Ahora nos vemos en pantallas de celulares sin saber si nuestra conversación será de nuestra propiedad o malditos poderes controlarán palabras, gestos y comportamientos. Y el mundo de la pelota pelea por sobrevivir aunque sea en imágenes del pasado, sin querer pensar qué será de su futuro. Leemos hermosas crónicas en las redes de partidas jugadas hace un cuarto de siglo, como si nos resistiéramos a aceptar que nuestros campeonatos, nuestros trinquetes han cerrado sus puertas, nuestras calles ya no escuchan las ovaciones y aquellas partidas se hubieran jugado ayer tarde en un Pelayo a rebosar o en un Zurdo triunfante con los ases del raspall. Y nos lanzamos a crear plataformas digitales que nos anuncian actualidades virtuales para hablar de lo que ha pasado. Tenemos historia hermosa que contarnos, que revivir. Historia que nos permite sembrar de esperanza el futuro. Este año hay que dar por perdido un campeonato mundial con la selección valenciana desfilando en la Gran Place de Bruselas junto a otras naciones que sienten lo mismo que los valencianos o los vascos, los valones o los flamencos, los toscanos o piamonteses, los frisones y picardos o los llegados del Nuevo Mundo que sumó a sus juegos precolombinos los aportados por frailes vasco-navarros instalados en los pueblos andinos, en las llanuras de la Pampa o en la Sierra Madre mexicana. Nos hemos perdido que la bandera de barras y estrellas se incorporara al desfile frente a los retratos en relieve de reyes que fueron de las Españas y de media Europa, en el corazón del continente que supo convivir entre Fe y Razón, que se resiste a morir porque nadie vive de mercaderías que se pudren entre euros virtuales pero sí entre sentimientos compartidos. Europa también es el juego que heredamos de griegos y romanos, del espíritu abierto de la mar que fue nuestra y de todos. Dice George Steiner que Europa es el conjunto de pueblos con campanarios y casinos desde Lisboa a San Petersburgo. Algunos añadimos tradiciones compartidas como juegos de pelota.
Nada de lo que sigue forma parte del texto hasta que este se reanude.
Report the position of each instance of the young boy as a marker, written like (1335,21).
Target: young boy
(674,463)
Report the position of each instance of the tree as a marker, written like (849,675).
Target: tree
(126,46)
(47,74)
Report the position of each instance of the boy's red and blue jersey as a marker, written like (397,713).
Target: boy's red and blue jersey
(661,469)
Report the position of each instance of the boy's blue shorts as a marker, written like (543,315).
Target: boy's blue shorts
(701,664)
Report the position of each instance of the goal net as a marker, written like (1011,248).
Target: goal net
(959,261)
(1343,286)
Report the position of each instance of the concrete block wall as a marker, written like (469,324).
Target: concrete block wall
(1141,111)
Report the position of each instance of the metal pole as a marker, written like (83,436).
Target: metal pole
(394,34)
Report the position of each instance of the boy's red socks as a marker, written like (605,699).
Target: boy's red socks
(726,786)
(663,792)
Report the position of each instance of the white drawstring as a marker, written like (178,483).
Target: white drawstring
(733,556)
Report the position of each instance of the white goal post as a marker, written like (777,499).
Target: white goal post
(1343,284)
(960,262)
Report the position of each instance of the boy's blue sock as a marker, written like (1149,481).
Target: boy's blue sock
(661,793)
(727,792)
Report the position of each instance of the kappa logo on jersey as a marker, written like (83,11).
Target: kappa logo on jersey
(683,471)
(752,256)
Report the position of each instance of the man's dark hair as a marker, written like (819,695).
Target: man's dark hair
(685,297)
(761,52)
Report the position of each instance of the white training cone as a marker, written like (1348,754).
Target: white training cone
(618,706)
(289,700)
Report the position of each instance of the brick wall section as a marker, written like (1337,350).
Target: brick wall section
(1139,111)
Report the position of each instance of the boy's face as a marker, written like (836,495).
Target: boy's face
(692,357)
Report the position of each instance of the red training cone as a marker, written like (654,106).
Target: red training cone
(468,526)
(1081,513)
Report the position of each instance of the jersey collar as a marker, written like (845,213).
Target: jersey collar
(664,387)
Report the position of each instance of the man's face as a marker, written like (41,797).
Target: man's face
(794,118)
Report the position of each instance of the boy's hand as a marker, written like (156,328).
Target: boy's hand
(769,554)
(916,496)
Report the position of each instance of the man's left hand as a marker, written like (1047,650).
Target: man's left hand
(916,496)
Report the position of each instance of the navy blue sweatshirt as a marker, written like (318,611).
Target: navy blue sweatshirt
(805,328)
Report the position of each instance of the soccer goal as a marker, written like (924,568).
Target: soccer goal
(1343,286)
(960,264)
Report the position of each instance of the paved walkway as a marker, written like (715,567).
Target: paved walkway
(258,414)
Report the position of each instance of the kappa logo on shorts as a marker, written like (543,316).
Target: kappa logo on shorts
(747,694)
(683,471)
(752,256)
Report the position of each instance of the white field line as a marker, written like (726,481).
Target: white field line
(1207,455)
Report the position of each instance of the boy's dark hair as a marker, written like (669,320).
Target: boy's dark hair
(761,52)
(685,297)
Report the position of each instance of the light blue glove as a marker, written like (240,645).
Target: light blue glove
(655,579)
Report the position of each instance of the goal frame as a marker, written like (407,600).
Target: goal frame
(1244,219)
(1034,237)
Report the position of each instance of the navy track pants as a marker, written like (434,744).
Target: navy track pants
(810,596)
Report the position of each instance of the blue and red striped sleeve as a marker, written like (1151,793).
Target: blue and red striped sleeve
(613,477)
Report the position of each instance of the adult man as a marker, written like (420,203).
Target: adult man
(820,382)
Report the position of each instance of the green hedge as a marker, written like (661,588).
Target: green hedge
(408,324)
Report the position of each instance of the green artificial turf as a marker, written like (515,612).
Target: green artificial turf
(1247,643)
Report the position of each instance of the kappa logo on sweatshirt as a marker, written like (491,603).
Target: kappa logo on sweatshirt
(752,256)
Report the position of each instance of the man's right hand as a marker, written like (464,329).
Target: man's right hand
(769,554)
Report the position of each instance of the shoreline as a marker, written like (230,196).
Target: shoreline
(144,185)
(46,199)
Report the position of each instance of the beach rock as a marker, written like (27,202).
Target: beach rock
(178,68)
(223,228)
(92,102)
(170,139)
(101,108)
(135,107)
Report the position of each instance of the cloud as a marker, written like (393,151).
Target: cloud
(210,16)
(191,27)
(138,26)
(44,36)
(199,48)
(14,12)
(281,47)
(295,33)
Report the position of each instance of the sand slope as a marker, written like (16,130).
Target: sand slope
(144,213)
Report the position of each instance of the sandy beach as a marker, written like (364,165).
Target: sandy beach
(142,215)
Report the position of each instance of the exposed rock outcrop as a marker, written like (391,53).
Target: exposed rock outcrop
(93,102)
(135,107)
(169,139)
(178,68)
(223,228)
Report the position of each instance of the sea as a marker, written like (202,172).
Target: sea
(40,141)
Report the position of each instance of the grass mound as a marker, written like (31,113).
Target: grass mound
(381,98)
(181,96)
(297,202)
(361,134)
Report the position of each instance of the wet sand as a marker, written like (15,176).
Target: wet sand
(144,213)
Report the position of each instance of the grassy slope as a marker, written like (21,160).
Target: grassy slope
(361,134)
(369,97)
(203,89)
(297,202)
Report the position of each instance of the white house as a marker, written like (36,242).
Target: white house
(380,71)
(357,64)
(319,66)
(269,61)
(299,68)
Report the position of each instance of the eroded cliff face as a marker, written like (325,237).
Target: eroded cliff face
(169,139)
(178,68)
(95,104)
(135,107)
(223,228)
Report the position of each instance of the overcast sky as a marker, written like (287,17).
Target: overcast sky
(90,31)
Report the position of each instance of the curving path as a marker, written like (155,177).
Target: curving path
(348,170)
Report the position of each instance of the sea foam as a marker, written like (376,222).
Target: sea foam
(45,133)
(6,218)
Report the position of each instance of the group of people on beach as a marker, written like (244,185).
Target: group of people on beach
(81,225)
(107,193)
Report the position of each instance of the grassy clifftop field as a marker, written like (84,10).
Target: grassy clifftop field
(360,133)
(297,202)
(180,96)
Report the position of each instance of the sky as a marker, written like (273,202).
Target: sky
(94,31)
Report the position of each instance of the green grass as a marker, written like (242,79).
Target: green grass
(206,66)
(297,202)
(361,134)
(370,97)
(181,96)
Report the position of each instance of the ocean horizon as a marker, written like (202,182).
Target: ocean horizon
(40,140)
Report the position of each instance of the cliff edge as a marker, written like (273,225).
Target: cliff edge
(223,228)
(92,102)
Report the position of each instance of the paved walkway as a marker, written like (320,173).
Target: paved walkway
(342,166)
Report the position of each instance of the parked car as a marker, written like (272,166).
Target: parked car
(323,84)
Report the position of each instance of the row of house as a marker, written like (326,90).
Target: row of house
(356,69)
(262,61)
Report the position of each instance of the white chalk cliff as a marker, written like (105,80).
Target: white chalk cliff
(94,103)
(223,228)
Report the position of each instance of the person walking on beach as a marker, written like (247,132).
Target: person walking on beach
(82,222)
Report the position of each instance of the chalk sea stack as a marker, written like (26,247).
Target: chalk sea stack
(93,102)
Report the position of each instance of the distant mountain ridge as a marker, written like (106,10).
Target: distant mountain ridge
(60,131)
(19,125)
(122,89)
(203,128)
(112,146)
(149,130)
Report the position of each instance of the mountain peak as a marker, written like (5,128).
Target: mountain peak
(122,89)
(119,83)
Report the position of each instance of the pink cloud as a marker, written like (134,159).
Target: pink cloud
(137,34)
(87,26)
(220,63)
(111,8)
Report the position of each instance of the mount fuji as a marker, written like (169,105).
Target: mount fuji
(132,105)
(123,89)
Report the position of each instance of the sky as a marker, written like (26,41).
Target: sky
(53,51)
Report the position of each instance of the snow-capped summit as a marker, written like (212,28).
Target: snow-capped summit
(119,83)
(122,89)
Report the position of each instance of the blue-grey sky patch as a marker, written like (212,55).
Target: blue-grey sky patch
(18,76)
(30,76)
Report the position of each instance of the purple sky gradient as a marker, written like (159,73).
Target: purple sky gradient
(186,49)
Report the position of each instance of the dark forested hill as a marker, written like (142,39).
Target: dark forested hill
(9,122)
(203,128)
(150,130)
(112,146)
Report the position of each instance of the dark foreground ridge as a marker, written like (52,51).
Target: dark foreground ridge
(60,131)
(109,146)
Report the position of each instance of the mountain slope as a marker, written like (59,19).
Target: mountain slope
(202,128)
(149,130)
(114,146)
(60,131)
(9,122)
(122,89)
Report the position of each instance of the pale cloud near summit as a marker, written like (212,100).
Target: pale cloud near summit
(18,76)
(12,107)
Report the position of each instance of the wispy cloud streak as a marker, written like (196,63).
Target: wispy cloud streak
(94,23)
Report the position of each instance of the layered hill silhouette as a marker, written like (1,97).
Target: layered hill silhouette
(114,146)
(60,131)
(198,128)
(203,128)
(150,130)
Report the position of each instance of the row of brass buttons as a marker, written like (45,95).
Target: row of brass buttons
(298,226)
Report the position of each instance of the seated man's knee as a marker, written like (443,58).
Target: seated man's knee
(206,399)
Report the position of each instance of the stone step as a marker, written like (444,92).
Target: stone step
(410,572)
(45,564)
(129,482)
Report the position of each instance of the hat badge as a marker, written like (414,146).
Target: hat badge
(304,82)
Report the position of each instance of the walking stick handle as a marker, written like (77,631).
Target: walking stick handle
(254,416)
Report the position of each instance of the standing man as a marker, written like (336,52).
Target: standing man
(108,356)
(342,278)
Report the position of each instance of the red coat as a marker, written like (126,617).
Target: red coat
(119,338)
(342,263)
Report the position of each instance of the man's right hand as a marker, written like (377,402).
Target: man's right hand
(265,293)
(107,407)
No habrás mascarillas que ahoguen una voz de admiración ante un rebote elegante de Puchol II, ni ante el saque de una partida de llargues, o el remate a dos paredes de un delantero en el frontón. No habrá guantes que amortigüen la ovación del galotxer que jugará la pelota al aire con una zurda de oro como la de Gollart, o la fácil raspada de Moltó. No habrá virus que pueda con el revivir de desafíos del norte del Xuquer contra el Sur; o de navarros contra guipuzcoanos. El virus podrá con cuerpos debilitados; derrumbará corazones para inundarlos de lágrimas por seres queridos amontonados en féretros que se ocultan como si la muerte no fuese parte de la vida. ¿Por qué ocultamos la muerte si a ella estamos condenados desde el momento de nacer?

Sí, seguiremos llenando trinquetes, almorzando sin miedos a virus invisibles, ¿acaso no estamos rodeados de ellos?; apostando por la vida y no por vivir sin vivir; seguiremos apostando por estrujar nuestras manos con las manos del pelotari campeón; cultivando la amistad entre iguales llegados de las entrañas andinas para llorar por su bandera en las llanuras frisonas. Es demasiado hermoso este deporte como para que un virus maldito no acabe rendido ante su verdad.